Asefi was reacting to Friday declarations in Paris during a summit of French and Russian presidents Jaques Chirac and Vladimir Putin, German Chancellor Gerhard Shroeder and Spanish Prime Minister Jose Luis Rodriguez Zapatero.

"No country should be deprived of peaceful nuclear technology," Asefi said.

Iran "has repeatedly announced it is not seeking mass destruction weapons and its peaceful nuclear activities are totally for non-military purposes," he asserted.

Britain, France and Germany have been negotiating for the EU with Iran since December to secure "objective guarantees" that the regime will not use its atomic energy programme to acquire nuclear weapons.
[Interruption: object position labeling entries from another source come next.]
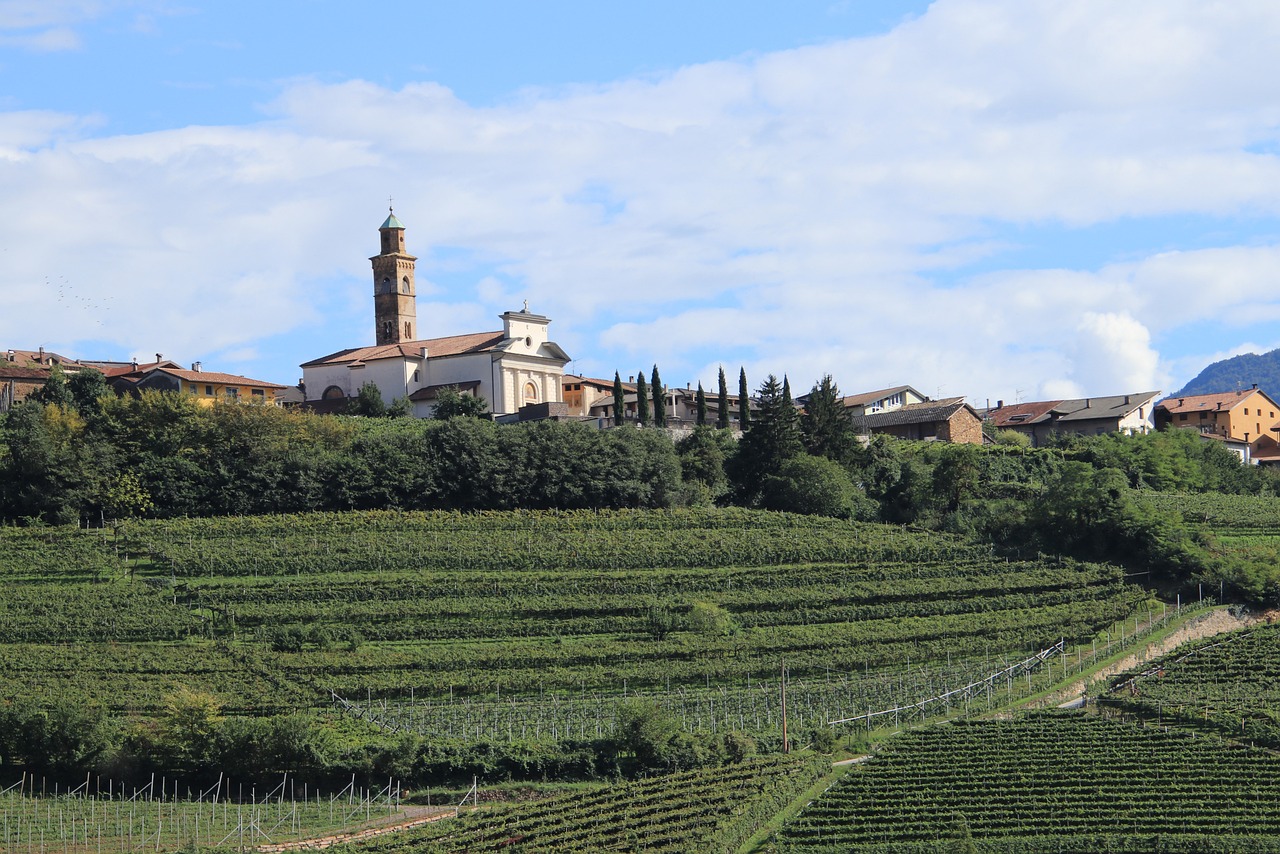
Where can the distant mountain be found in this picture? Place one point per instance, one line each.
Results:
(1237, 373)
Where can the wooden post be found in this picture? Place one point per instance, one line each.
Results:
(786, 747)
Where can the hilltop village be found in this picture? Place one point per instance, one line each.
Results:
(606, 613)
(516, 373)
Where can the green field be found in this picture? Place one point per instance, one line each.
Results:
(512, 613)
(1048, 782)
(1229, 685)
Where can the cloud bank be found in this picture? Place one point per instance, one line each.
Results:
(886, 210)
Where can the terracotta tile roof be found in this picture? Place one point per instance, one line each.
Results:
(475, 342)
(871, 397)
(915, 414)
(118, 369)
(1207, 402)
(606, 384)
(216, 378)
(1082, 409)
(9, 370)
(1020, 414)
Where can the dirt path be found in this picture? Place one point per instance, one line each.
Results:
(1215, 622)
(408, 817)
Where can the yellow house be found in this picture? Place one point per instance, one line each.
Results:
(205, 386)
(1248, 415)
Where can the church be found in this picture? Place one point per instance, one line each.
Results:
(516, 369)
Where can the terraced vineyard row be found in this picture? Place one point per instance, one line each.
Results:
(1219, 511)
(493, 629)
(1048, 782)
(1225, 684)
(716, 809)
(380, 540)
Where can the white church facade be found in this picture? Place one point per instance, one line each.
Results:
(510, 368)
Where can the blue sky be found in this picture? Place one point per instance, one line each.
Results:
(997, 199)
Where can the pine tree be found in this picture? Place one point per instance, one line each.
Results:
(826, 427)
(620, 400)
(659, 400)
(641, 401)
(722, 415)
(772, 441)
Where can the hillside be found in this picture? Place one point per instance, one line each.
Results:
(1237, 373)
(506, 644)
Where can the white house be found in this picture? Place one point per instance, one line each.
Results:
(510, 368)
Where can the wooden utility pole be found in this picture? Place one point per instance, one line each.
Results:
(786, 744)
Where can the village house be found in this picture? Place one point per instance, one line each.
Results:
(1247, 415)
(516, 369)
(946, 420)
(885, 400)
(581, 393)
(206, 387)
(1130, 414)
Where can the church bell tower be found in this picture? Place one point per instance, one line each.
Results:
(394, 297)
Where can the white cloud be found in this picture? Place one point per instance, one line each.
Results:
(44, 41)
(801, 211)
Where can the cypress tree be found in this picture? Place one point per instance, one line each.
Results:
(659, 400)
(826, 427)
(722, 415)
(620, 400)
(641, 401)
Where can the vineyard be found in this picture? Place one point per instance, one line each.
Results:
(1048, 782)
(103, 816)
(699, 811)
(517, 625)
(1230, 685)
(1229, 515)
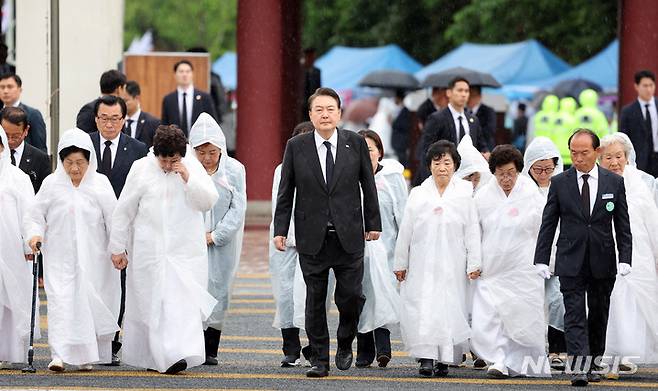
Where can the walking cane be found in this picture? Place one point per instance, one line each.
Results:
(35, 293)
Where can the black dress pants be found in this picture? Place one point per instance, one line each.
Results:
(348, 270)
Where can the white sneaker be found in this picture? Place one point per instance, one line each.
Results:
(56, 365)
(85, 367)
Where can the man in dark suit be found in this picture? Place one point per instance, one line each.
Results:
(140, 125)
(32, 161)
(115, 153)
(451, 123)
(486, 116)
(11, 87)
(585, 200)
(183, 106)
(112, 83)
(639, 120)
(328, 169)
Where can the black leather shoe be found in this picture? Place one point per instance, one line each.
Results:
(344, 359)
(177, 367)
(318, 371)
(440, 369)
(383, 359)
(579, 380)
(290, 361)
(210, 360)
(426, 367)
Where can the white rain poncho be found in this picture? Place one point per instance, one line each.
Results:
(382, 306)
(225, 220)
(438, 244)
(82, 285)
(633, 320)
(159, 221)
(472, 161)
(508, 298)
(16, 198)
(542, 148)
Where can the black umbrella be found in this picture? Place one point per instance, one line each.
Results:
(573, 87)
(475, 78)
(390, 79)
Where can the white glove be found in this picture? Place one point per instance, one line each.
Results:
(543, 271)
(623, 268)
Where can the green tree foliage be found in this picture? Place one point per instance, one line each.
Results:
(179, 25)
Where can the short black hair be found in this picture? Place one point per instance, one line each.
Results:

Ideally, the European Union would like Iran permanently to give up uranium enrichment, which makes what can be fuel for civilian nuclear reactors but also the explosive core of atomic bombs.

In exchange, the three European governments are offering Iran a package of trade, security and technology incentives.

Iran insists it does not even consider abandoning enrichment to be on the table in the talks, despite its having temporarily suspended enrichment as a confidence-building measure.

A new round of negotiations is due to start in Paris on Wednesday. A steering committee has to evaluate work done since December and decide how negotiations can go on.

Schroeder and Chirac said on Friday they saw "no contradiction" between Europeans' efforts and Russia's nuclear cooperation with Iran.

Russia is currently building Iran's first nuclear plant in Bushehr and is to provide it with enriched uranium.

"Russia ships fuel and takes it back. The fuel is not processed, nor is it enriched and cannot be enriched in Iran," Schroeder said at a press conference following the summit.